#### ✨ A studio that contains f0 curve editor, speaker mix timeline editor and other features (The purpose of the Onnx model) : [MoeVoiceStudio](https://github.com/NaruseMioShirakana/MoeVoiceStudio)
**This project is fundamentally different from Vits. Vits is TTS and this project is SVC. TTS cannot be carried out in this project, and Vits cannot carry out SVC, and the two project models are not universal.**
The project was developed to allow the developers' favorite anime characters to sing, Anything involving real people is a departure from the intent of the developer.
This project is an open source, offline project, and all members of SvcDevelopTeam and all developers and maintainers of this project (hereinafter referred to as contributors) have no control over this project. The contributor of this project has never provided any organization or individual with any form of assistance, including but not limited to data set extraction, data set processing, computing support, training support, infering, etc. Contributors to the project do not and cannot know what users are using the project for. Therefore, all AI models and synthesized audio based on the training of this project have nothing to do with the contributors of this project. All problems arising therefrom shall be borne by the user.

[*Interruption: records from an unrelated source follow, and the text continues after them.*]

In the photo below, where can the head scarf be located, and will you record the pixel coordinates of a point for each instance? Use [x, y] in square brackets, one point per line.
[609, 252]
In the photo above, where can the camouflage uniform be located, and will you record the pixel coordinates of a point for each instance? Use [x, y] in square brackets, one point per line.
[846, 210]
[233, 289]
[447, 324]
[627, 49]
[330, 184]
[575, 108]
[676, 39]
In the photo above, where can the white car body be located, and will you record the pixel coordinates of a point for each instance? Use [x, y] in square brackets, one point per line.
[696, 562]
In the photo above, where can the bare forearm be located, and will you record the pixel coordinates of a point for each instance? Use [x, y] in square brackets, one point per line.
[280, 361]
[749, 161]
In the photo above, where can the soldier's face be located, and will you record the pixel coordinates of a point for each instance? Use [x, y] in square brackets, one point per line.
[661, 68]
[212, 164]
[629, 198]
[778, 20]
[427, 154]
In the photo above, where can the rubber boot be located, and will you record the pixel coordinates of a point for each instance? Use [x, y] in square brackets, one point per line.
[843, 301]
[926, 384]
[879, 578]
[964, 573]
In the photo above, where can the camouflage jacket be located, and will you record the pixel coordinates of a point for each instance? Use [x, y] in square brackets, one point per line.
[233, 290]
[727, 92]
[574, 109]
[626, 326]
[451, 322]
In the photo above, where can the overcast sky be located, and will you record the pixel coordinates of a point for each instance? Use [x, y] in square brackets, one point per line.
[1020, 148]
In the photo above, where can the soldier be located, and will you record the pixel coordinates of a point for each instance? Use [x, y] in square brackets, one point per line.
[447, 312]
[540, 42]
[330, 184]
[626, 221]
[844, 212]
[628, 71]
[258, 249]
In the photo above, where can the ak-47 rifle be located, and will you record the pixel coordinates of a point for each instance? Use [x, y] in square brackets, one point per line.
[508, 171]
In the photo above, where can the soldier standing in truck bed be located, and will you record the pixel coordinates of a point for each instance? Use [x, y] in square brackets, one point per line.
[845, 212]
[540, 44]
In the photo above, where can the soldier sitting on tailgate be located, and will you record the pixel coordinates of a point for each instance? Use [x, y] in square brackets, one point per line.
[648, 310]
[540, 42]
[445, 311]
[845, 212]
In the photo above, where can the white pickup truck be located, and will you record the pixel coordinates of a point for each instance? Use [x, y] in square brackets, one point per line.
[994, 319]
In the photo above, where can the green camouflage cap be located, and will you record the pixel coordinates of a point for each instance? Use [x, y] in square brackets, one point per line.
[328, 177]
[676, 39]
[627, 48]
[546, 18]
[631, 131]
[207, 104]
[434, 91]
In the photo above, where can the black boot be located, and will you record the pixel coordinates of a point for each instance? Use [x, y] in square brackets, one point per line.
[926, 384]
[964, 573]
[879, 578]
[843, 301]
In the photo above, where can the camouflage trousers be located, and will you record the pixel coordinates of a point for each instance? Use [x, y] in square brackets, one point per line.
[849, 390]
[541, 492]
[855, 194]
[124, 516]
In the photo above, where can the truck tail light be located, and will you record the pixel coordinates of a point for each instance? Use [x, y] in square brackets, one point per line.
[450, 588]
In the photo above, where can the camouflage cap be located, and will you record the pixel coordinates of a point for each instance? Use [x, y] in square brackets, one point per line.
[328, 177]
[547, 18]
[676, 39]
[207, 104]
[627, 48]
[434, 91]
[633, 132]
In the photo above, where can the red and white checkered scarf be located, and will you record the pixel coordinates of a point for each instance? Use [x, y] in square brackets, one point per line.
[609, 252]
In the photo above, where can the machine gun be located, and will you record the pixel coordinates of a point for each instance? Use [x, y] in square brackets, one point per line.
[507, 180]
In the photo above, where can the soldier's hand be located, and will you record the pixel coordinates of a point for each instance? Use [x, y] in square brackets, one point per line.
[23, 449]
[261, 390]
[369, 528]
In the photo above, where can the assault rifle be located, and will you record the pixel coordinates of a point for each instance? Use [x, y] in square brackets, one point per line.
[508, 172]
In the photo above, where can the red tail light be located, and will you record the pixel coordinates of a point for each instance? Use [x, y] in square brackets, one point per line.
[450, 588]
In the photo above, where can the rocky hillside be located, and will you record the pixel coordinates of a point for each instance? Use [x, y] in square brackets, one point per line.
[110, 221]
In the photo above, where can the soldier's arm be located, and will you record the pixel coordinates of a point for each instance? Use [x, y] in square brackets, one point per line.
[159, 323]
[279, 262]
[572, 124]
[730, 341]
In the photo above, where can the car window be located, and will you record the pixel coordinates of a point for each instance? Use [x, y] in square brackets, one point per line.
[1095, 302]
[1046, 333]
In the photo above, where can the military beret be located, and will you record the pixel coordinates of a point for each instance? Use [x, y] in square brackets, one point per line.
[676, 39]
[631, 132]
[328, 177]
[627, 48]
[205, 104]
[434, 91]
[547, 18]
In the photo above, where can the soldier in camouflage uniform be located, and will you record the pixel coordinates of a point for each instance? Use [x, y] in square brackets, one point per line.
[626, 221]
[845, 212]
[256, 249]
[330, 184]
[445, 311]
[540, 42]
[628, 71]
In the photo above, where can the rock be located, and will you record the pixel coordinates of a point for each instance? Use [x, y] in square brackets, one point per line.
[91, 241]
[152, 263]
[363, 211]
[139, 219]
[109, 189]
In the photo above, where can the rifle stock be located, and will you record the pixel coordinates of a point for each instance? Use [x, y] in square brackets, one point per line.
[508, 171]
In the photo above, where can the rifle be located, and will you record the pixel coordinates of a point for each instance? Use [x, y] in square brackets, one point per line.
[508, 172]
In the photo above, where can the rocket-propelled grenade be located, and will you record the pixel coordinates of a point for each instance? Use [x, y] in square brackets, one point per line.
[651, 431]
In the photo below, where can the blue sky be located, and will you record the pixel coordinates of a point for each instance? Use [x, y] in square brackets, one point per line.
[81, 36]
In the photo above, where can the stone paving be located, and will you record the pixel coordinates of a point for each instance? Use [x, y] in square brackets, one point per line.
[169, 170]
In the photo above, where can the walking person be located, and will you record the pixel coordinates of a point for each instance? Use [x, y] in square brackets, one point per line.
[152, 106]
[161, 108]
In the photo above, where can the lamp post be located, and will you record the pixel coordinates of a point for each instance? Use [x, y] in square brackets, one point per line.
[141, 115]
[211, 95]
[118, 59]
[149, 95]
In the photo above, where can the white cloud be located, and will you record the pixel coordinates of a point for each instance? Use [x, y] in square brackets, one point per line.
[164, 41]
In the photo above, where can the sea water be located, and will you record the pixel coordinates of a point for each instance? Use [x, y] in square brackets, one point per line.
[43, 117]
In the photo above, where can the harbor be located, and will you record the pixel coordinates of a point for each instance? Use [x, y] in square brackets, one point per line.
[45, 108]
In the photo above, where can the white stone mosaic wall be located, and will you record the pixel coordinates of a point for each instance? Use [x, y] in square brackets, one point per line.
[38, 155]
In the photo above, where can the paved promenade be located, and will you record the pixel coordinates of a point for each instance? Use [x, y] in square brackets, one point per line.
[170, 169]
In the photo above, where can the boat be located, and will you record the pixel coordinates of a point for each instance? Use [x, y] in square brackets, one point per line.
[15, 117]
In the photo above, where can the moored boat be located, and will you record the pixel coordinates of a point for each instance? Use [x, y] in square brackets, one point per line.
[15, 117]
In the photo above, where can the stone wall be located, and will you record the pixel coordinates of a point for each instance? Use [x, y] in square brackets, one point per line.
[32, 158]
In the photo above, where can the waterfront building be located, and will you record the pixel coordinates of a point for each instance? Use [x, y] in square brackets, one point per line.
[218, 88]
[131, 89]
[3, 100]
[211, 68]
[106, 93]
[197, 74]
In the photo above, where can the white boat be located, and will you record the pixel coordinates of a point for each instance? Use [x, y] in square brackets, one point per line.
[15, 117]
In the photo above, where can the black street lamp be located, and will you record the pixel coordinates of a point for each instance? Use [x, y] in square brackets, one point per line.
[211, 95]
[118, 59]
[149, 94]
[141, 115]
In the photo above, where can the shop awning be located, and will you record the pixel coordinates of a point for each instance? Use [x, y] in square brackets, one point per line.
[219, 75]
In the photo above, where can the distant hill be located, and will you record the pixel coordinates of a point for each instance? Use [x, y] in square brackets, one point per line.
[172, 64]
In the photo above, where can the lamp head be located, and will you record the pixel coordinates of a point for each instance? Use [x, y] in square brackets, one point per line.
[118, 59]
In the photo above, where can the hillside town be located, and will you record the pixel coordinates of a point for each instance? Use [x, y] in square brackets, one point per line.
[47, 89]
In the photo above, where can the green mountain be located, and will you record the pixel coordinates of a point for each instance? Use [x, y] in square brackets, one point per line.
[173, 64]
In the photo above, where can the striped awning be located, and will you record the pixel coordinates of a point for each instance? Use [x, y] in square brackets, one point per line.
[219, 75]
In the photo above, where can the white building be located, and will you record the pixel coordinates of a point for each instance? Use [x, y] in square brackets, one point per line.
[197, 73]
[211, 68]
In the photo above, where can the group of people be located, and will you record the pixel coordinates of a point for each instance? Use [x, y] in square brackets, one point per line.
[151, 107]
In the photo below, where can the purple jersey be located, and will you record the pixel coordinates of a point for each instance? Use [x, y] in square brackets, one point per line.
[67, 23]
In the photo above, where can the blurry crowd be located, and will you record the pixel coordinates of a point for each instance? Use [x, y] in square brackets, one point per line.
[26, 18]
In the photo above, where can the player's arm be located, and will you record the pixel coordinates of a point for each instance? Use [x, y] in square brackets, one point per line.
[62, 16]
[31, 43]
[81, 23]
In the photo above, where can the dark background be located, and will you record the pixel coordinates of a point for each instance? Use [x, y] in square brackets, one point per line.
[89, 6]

This project is run completely offline and cannot collect any user information or obtain user input data. Therefore, contributors to this project are not aware of all user input and models and therefore are not responsible for any user input.
This project is only a framework project, which does not have the function of speech synthesis itself, and all the functions require the user to train the model themselves. Meanwhile, there is no model attached to this project, and any secondary distributed project has nothing to do with the contributors of this project
# Warning: Please solve the authorization problem of the dataset on your own. You shall be solely responsible for any problems caused by the use of non-authorized datasets for training and all consequences thereof.The repository and its maintainer, svc develop team, have nothing to do with the consequences!

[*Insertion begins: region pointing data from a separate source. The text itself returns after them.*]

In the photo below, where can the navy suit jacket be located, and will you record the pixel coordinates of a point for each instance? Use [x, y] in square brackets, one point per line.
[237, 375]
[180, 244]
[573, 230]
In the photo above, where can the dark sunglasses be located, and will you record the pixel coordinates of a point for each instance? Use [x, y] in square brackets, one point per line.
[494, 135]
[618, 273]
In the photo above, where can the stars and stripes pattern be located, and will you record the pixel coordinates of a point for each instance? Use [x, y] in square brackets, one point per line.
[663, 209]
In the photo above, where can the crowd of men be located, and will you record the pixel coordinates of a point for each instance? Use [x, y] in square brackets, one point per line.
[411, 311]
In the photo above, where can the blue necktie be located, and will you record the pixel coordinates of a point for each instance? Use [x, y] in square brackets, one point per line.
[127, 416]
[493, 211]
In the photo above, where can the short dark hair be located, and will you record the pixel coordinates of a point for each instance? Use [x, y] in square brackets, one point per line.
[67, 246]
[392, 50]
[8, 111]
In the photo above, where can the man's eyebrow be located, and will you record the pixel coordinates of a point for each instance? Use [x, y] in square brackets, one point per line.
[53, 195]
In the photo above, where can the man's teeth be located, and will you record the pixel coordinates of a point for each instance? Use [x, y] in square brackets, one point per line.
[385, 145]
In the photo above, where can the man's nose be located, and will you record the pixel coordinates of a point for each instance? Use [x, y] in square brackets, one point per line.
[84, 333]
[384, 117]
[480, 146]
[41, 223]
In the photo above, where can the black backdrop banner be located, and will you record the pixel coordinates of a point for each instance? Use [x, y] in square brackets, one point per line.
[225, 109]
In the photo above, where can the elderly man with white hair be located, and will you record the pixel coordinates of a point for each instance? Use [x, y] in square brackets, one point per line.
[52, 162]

1. This project is established for academic exchange purposes only and is intended for communication and learning purposes. It is not intended for production environments.

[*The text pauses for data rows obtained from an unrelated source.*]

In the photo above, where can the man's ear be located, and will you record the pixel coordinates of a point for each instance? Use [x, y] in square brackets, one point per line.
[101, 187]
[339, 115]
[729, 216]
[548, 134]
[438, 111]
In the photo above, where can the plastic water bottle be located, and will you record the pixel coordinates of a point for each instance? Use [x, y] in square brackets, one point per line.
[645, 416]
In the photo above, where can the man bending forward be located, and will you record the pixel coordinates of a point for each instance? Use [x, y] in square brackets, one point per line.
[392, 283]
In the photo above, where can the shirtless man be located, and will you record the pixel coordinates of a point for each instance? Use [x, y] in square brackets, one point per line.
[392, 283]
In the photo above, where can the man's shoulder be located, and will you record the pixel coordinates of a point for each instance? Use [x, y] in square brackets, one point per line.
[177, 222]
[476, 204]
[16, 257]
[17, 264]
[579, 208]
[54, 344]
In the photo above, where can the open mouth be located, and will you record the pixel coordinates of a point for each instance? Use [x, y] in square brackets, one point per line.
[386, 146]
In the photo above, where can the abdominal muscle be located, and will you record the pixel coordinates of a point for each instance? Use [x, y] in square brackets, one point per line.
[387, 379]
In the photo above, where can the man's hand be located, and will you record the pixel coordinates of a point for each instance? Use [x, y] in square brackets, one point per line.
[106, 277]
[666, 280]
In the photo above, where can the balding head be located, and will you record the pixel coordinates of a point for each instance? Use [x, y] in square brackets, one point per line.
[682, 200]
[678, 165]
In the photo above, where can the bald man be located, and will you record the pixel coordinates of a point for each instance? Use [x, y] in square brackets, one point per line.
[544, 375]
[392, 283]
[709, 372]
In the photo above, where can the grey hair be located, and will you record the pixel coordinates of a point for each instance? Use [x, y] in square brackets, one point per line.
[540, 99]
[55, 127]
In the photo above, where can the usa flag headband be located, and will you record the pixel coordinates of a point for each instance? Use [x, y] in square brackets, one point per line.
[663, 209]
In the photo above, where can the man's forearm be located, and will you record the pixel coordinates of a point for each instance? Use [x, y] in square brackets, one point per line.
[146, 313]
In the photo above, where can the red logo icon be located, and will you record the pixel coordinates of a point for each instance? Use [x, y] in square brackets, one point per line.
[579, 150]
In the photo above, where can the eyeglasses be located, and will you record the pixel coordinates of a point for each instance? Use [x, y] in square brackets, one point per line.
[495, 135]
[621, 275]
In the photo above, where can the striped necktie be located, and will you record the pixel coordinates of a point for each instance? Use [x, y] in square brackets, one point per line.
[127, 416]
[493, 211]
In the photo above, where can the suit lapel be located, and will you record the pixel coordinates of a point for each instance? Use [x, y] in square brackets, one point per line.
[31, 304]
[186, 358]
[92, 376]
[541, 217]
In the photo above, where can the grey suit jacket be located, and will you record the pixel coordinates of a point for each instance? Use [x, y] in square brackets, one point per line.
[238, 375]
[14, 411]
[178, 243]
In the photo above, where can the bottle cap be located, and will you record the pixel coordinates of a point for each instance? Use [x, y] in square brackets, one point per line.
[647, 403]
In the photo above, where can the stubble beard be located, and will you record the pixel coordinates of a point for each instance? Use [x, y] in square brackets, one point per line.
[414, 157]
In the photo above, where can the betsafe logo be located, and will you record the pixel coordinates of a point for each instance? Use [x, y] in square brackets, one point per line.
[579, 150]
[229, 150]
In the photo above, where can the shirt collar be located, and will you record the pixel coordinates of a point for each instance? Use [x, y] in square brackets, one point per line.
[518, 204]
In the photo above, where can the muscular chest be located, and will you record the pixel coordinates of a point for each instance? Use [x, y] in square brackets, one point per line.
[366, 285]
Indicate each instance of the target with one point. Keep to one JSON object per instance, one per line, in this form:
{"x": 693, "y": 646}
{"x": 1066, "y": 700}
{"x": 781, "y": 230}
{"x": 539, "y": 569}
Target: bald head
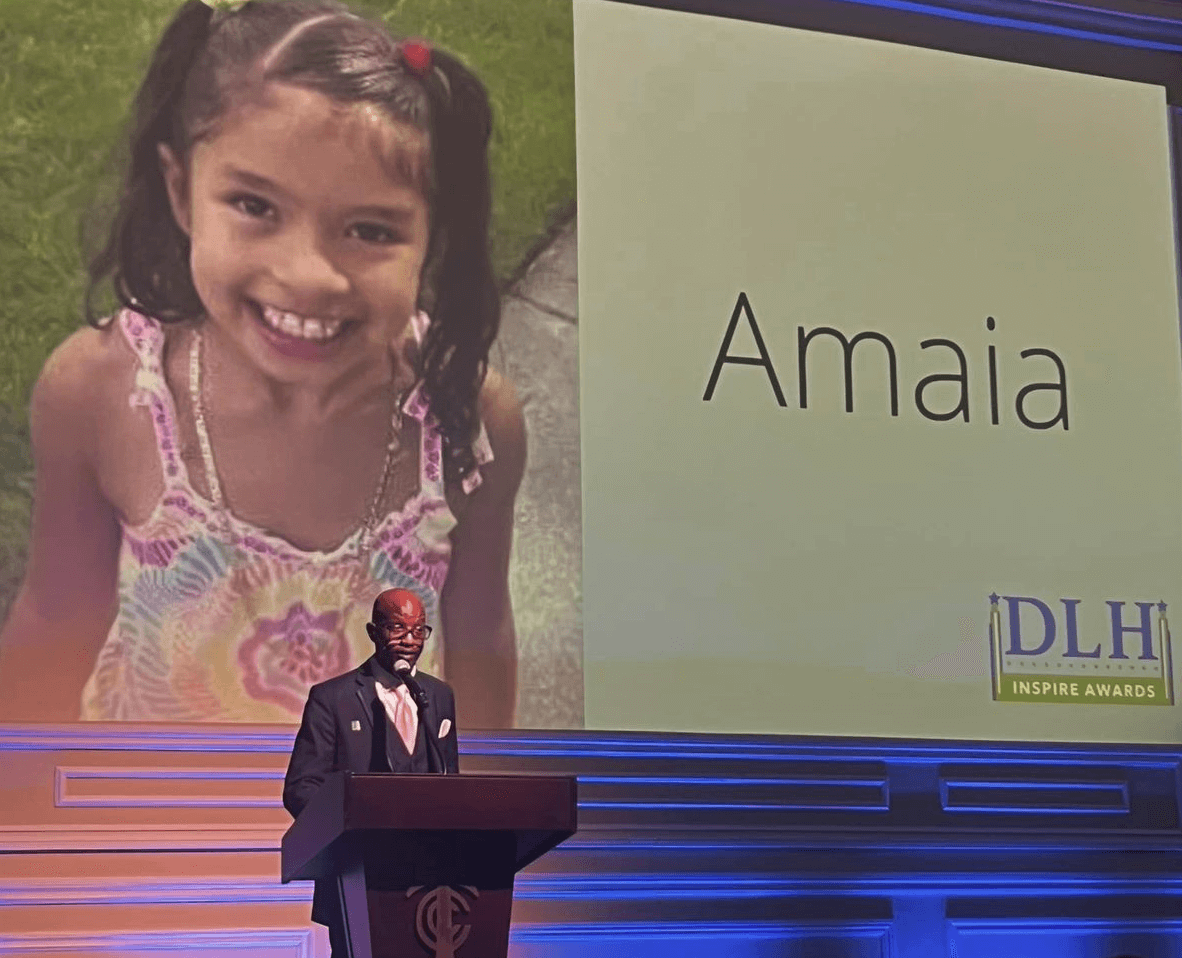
{"x": 398, "y": 602}
{"x": 398, "y": 627}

2. Any videos based on sovits that are published on video platforms must clearly indicate in the description that they are used for voice changing and specify the input source of the voice or audio, for example, using videos or audios published by others and separating the vocals as input source for conversion, which must provide clear original video or music links. If your own voice or other synthesized voices from other commercial vocal synthesis software are used as the input source for conversion, you must also explain it in the description.
3. You shall be solely responsible for any infringement problems caused by the input source. When using other commercial vocal synthesis software as input source, please ensure that you comply with the terms of use of the software. Note that many vocal synthesis engines clearly state in their terms of use that they cannot be used for input source conversion.
4. It is forbidden to use the project to engage in illegal activities, religious and political activities. The project developers firmly resist the above activities. If they do not agree with this article, the use of the project is prohibited.
5. Continuing to use this project is deemed as agreeing to the relevant provisions stated in this repository README. This repository README has the obligation to persuade, and is not responsible for any subsequent problems that may arise.
6. If you use this project for any other plan, please contact and inform the author of this repository in advance. Thank you very much.
The singing voice conversion model uses SoftVC content encoder to extract source audio speech features, then the vectors are directly fed into VITS instead of converting to a text based intermediate; thus the pitch and intonations are conserved. Additionally, the vocoder is changed to [NSF HiFiGAN](https://github.com/openvpi/DiffSinger/tree/refactor/modules/nsf_hifigan) to solve the problem of sound interruption.
- Feature input is changed to [Content Vec](https://github.com/auspicious3000/contentvec) Transformer output of 12 layer, And compatible with 4.0 branches.
- Update the shallow diffusion, you can use the shallow diffusion model to improve the sound quality.
- You can support the 4.0 model by modifying the config.json of the 4.0 model, adding the speech_encoder field to the Model field of config.json, see below for details
- download model at [medium.pt](https://openaipublic.azureedge.net/main/whisper/models/345ae4da62f9b3d59415adc60127b97c714f32e89e936602e85993674d08dcb1/medium.pt), the model fits `whisper-ppg`
- or download model at [large-v2.pt](https://openaipublic.azureedge.net/main/whisper/models/81f7c96c852ee8fc832187b0132e569d6c3065a3252ed18e56effd0b6a73e524/large-v2.pt), the model fits `whisper-ppg-large`
- download model at [chinese-hubert-large-fairseq-ckpt.pt](https://huggingface.co/TencentGameMate/chinese-hubert-large/resolve/main/chinese-hubert-large-fairseq-ckpt.pt)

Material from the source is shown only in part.